Reviewed by Colin Jacobson (April 30, 2010)
After five tries – and 38 years – Jeff Bridges finally earned an Oscar for 2009’s Crazy Heart. Bridges plays Bad Blake, a worn-out old country singer whose best days appear to be far behind him. Broke and in poor health, Bad plays an endless series of low-rent gigs.
His prior fame does keep him going, though, and he gets offers for bigger things, most of which come from his former apprentice Tommy Sweet (Colin Farrell). Now a huge star, Tommy wants to help out his old mentor, but Bad is too stubborn – and maybe just too lazy – to do much to follow up on the younger musician’s generosity.
While he drinks himself into oblivion, Bad meets a small-town newspaper reporter named Jean Craddock (Maggie Gyllenhaal). While she interacts with him for her story, the two develop a relationship that turns romantic. Along with Bad’s vague attempts at career redemption, his connection with Jean maintains much of the film’s storyline.
Any review of a movie with an Oscar-winning performance needs to address one subject: did the actor deserve it? In Bridges’ case, I’d say yes. He takes a character who easily could’ve turned into a cheap stereotype and manages to produce real depth. In lesser hands, Bad could – and perhaps should – have been little more than a one-dimensional washed-up drunk, but Bridges delivers a turn that gives the role humanity and a life.
Gyllenhaal also earned an Oscar nomination, and I’d say that she merited such consideration as well. She gets the less interesting character, but she manages to create a memorable piece of work. Jean acts as the catalyst to prompt Bad to change, but she’s not a simple Jiminy Cricket. She comes with her own flaws as well, and Gyllenhaal makes her lively and winning.

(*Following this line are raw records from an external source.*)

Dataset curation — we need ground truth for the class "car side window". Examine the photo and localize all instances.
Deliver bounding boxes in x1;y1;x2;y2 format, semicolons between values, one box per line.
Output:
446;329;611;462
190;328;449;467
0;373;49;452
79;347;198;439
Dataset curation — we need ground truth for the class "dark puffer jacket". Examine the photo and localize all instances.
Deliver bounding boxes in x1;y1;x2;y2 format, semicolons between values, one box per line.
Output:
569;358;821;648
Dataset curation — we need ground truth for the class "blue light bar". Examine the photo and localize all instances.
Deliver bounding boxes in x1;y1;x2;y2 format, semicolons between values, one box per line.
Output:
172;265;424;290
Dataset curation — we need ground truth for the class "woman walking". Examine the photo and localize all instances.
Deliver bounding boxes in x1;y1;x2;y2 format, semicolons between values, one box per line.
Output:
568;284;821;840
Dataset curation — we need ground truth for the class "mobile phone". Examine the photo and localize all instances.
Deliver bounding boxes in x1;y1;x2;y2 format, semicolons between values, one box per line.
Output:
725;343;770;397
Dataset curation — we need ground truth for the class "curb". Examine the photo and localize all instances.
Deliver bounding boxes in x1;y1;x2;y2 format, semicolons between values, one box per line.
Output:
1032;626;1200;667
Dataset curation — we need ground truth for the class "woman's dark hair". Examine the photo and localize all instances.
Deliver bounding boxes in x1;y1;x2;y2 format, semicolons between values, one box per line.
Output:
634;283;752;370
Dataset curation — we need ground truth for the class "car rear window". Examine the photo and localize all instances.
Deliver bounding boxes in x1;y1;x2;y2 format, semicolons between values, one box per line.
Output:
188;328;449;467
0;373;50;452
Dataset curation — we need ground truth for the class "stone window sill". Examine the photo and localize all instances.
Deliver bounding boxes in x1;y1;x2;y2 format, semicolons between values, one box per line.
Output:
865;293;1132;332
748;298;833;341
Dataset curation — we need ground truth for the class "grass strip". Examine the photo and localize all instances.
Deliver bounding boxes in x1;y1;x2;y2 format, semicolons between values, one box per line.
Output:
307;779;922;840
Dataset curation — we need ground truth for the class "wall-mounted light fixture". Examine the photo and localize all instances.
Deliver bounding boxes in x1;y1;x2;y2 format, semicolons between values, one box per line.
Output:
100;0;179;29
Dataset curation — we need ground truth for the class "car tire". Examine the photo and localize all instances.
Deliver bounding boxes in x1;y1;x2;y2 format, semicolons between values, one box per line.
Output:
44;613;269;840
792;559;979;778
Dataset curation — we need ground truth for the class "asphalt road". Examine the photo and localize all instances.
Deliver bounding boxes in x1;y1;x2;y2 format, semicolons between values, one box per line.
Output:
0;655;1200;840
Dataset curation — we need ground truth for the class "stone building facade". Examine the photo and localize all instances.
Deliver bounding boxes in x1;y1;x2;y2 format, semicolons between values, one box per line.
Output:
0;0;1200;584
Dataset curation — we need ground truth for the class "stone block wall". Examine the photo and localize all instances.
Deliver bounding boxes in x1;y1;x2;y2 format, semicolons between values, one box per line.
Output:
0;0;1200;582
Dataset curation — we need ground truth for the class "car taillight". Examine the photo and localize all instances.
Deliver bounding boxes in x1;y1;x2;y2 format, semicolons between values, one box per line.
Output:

Outside of the acting, unfortunately, Heart doesn’t have a lot going for it. That doesn’t mean it’s a bad film by any stretch of the imagination, as it always remains interesting and entertaining. However, the writing and direction just don’t live up to the level of the acting. The actors elevate the pedestrian material but can’t wholly overcome it.
To some degree, the script falters because the movie barely attempts any form of story. It’s a film full of subplots that fail to serve an actual main thread. We get a collection of character themes mixed with musical segments and not much else. These manage to maintain our interest, but not to a tremendous degree. The movie ambles just a little too much, as the lack of a true plot robs it of much energy.
Yes, I understand one could argue – and argue correctly – that real life doesn’t follow a neat, tidy storyline. However, movies aren’t real life. While we crave verisimilitude from a flick like this, that doesn’t mean we want to watch a banal collection of shots that show someone’s day-to-day existence. We want interesting characters and story material. Heart has some good characters, but the absence of an involving plot becomes a problem.
As does the fairly trite nature of the subplots we find. While Heart avoids the standard TV movie path in which Bad goes straight and finds total redemption, it flirts with that theme and doesn’t do much to reimagine the genre. We can see a lot of Bad’s path before he gets there and the journey rarely becomes especially stimulating.
Not that any of this makes Crazy Heart a bad movie. It’s simply a decent one that often feels less substantial because it’s actors are so good. That sounds backwards; it seems odd to knock points off of a film because it boasts excellent performances. However, when the actors outclass the rest of the movie, the imbalance causes problems. In this case, it leaves Heart as an enjoyable but not especially strong flick.